Helmut Hirsch - International Appeals For Clemency

International Appeals For Clemency

Hirsch's family and friends launched a campaign to free him, or at least have his sentence commuted to life in prison. The International Red Cross, the Society of Friends, and an international association of lawyers made appeals on his behalf. A human rights organization convinced the government of Norway to offer him asylum if the Germans would release him. An appeal was made to the League of Nations, and the case was brought up in the House of Commons in London.

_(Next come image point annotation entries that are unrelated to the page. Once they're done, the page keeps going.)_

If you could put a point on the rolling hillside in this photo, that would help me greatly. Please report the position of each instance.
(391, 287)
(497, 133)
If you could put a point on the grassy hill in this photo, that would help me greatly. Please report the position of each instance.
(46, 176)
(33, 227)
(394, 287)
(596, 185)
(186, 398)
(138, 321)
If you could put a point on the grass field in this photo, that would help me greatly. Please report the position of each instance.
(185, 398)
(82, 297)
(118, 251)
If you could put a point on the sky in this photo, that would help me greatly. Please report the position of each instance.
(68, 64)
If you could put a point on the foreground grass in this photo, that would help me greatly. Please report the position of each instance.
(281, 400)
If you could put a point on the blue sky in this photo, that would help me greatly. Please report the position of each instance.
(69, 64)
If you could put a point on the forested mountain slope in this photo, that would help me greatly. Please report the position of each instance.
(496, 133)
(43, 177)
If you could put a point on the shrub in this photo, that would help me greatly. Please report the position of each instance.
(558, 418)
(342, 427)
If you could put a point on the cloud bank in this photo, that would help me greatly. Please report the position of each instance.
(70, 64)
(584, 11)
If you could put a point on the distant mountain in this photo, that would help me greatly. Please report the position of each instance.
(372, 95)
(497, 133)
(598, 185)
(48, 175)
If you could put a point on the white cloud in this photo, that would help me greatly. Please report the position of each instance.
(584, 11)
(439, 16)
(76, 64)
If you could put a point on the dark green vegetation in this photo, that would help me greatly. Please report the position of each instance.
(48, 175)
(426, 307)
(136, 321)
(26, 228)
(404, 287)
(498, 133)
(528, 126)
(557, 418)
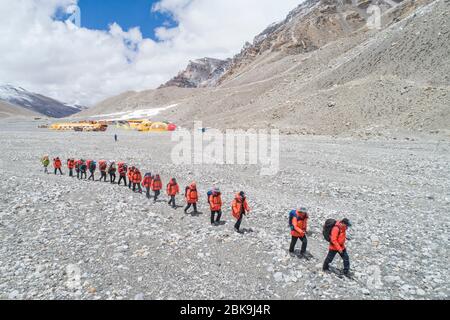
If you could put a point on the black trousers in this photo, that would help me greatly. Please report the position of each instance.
(237, 226)
(330, 257)
(191, 205)
(213, 215)
(172, 201)
(157, 193)
(294, 240)
(124, 179)
(138, 185)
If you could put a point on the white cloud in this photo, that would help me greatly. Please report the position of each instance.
(79, 65)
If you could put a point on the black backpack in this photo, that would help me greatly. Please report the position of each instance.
(327, 228)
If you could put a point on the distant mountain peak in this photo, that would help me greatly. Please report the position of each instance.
(199, 73)
(22, 98)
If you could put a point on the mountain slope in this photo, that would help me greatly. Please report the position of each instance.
(8, 110)
(36, 103)
(200, 73)
(329, 80)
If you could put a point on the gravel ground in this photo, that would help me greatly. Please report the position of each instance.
(69, 239)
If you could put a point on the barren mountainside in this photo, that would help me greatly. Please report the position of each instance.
(323, 71)
(204, 72)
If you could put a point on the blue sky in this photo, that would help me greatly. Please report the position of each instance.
(99, 14)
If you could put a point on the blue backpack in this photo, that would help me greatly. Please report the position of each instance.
(292, 215)
(208, 195)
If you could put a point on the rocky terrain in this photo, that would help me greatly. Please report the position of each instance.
(322, 71)
(8, 110)
(200, 73)
(20, 101)
(69, 239)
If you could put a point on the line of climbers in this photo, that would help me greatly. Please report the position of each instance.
(333, 231)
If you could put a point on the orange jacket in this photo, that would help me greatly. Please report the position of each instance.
(147, 182)
(130, 174)
(71, 164)
(137, 177)
(57, 163)
(192, 194)
(156, 185)
(338, 237)
(239, 206)
(215, 202)
(173, 189)
(122, 171)
(300, 224)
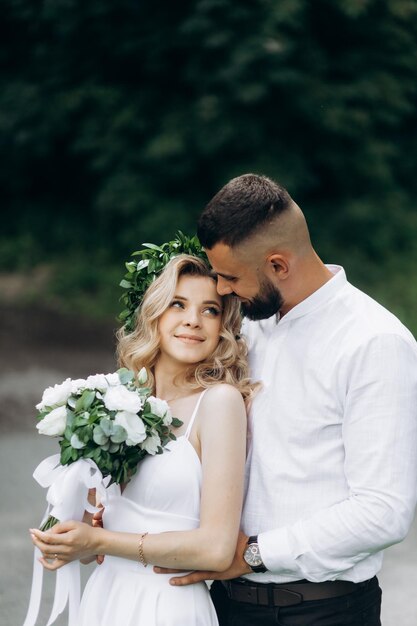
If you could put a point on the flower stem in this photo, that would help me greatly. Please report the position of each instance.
(50, 522)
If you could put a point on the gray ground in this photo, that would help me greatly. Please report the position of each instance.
(39, 349)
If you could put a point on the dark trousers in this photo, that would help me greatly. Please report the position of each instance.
(360, 608)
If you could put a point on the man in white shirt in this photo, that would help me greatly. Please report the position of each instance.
(332, 455)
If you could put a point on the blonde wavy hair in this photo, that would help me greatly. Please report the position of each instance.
(140, 348)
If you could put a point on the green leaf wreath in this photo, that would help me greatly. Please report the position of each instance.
(141, 273)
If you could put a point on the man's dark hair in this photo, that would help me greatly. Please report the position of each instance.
(242, 206)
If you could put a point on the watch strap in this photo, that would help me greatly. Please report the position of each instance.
(256, 568)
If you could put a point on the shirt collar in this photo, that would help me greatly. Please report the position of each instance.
(319, 297)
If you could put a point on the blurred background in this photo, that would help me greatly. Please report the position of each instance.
(119, 120)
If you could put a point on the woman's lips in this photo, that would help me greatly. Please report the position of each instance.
(189, 338)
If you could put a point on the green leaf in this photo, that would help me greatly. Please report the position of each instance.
(106, 426)
(125, 284)
(152, 246)
(119, 434)
(66, 455)
(99, 436)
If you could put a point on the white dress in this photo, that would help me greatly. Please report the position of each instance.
(164, 495)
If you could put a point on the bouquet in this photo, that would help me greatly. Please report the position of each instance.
(111, 419)
(106, 424)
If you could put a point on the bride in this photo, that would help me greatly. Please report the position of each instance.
(182, 508)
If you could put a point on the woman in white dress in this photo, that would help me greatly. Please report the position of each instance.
(182, 508)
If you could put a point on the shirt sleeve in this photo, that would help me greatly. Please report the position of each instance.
(380, 440)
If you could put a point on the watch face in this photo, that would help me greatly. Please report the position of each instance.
(252, 555)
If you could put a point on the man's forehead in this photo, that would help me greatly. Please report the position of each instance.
(223, 260)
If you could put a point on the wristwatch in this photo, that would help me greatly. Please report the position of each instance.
(252, 555)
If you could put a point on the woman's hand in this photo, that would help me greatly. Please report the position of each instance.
(65, 542)
(97, 522)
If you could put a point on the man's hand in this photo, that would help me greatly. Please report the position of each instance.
(237, 568)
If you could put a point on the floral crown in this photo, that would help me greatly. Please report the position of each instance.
(142, 273)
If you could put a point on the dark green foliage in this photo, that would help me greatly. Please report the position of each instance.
(120, 120)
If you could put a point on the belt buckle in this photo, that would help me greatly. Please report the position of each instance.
(285, 597)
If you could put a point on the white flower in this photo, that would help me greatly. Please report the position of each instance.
(133, 425)
(77, 384)
(121, 399)
(54, 423)
(142, 376)
(113, 379)
(98, 381)
(76, 442)
(161, 409)
(151, 443)
(56, 395)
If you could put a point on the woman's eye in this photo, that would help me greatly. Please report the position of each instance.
(211, 310)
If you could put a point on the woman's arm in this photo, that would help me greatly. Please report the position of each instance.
(221, 436)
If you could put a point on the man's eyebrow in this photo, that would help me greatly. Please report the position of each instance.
(227, 276)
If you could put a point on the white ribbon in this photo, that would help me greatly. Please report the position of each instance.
(67, 499)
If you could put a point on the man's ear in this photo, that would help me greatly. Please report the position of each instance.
(278, 266)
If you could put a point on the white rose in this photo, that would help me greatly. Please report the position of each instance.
(121, 399)
(151, 444)
(54, 423)
(113, 379)
(98, 381)
(133, 425)
(77, 385)
(56, 395)
(161, 409)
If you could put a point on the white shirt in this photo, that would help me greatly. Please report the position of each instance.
(332, 459)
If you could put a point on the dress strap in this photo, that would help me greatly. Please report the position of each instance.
(194, 415)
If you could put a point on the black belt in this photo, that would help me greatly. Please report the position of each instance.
(288, 594)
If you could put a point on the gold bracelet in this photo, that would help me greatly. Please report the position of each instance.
(141, 555)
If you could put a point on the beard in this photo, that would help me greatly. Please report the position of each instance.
(267, 302)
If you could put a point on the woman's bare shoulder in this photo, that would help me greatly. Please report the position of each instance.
(223, 392)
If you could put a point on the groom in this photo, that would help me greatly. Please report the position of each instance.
(332, 457)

Among the most promising avenues was the intervention of the United States. Hirsch's father, Siegfried, had lived in the United States for about ten years before his marriage in 1914. He became a naturalized American citizen before returning to Germany. During World War I, Siegfried lived with his wife and two children in the German state of Alsace. At the end of the war, when Alsace became part of France, the family moved to Stuttgart. Through a bureaucratic mix-up, the exact nature of which is unclear, Siegfried Hirsch's American citizenship was rescinded, rendering the entire family "stateless persons". Even though Hirsch was born in Germany and lived in Stuttgart for most of his life, he never held German citizenship.

Hirsch's cousin, George Neuburger, who had moved to New York, enlisted the aid of an American lawyer to petition to have Siegfried's citizenship reinstated. Their appeal was initially rejected, but a month later the decision was reversed. On April 22, 1937, by virtue of his father's newly restored citizenship, Helmut Hirsch was also declared an American citizen, although he had never set foot on American soil.